Pascal Magnat est un dessinateur, scénariste et coloriste français. Après des études d’arts appliqués, il a travaillé comme graphiste en agences de communication avant de basculer vers la BD. Mad In China (Glénat, 2013) est son premier album, suivi notamment de la série L’Incroyable Histoire de… chez Les Arènes. Il signe à la fois scénario, dessin et couleurs sur Mad In China, ce qui en fait son projet le plus personnel.

Combien d’histoires contient Mad In China ?

L’album contient une dizaine de récits courts (de trois à huit pages chacun environ) reliés par le cadre commun d’une boutique d’objets asiatiques magiques.
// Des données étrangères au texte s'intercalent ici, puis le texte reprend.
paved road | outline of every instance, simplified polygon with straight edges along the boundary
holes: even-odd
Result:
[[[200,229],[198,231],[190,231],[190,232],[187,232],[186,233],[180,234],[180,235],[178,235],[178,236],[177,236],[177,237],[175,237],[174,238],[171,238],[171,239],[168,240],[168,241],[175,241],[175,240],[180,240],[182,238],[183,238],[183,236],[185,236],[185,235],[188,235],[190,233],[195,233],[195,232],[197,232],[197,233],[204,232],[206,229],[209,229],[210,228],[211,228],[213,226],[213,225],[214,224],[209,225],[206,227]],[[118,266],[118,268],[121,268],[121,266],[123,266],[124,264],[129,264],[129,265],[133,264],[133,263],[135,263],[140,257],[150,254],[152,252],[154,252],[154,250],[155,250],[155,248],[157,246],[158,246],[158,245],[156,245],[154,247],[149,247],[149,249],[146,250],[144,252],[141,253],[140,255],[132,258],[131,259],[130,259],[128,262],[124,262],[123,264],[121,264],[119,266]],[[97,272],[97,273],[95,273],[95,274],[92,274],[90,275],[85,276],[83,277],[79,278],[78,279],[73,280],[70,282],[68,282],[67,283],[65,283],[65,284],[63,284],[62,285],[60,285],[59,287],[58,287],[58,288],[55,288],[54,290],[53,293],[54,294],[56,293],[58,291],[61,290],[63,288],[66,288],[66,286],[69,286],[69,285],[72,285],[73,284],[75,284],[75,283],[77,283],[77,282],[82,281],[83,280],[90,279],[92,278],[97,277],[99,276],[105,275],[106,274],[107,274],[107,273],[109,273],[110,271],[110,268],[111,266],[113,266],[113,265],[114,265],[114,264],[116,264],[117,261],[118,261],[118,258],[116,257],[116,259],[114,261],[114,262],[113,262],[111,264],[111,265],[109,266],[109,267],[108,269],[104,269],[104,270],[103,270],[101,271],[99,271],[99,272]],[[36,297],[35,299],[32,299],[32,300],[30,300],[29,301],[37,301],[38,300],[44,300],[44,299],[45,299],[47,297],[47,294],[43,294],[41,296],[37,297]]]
Chaque récit est consacré à un objet différent et au sort qui attend son acheteur — la mécanique reste constante : un objet anodin, un acquéreur naïf, un retournement cruel.

Mad In China est-il toujours édité ?

L’album n’est plus activement réimprimé chez Glénat mais reste accessible : on le déniche en occasion sur Rakuten, eBay et Mangacollec, et certains libraires BD spécialisés (BDfugue, Hall du Livre, Furet du Nord) le proposent encore en neuf. Compter une dizaine d’euros pour un exemplaire d’occasion en bon état.

Quelle note pour Mad In China ?

4/5. Une anthologie fantastique solide et personnelle, dans la lignée de Twilight Zone et des EC Comics. Pascal Magnat livre un objet cohérent et bien rythmé, sans récit faible parmi les onze. À recommander aux amateurs de fantastique court et d’humour noir poétique, ainsi qu’à ceux qui veulent découvrir un auteur français de BD fantastique méconnu.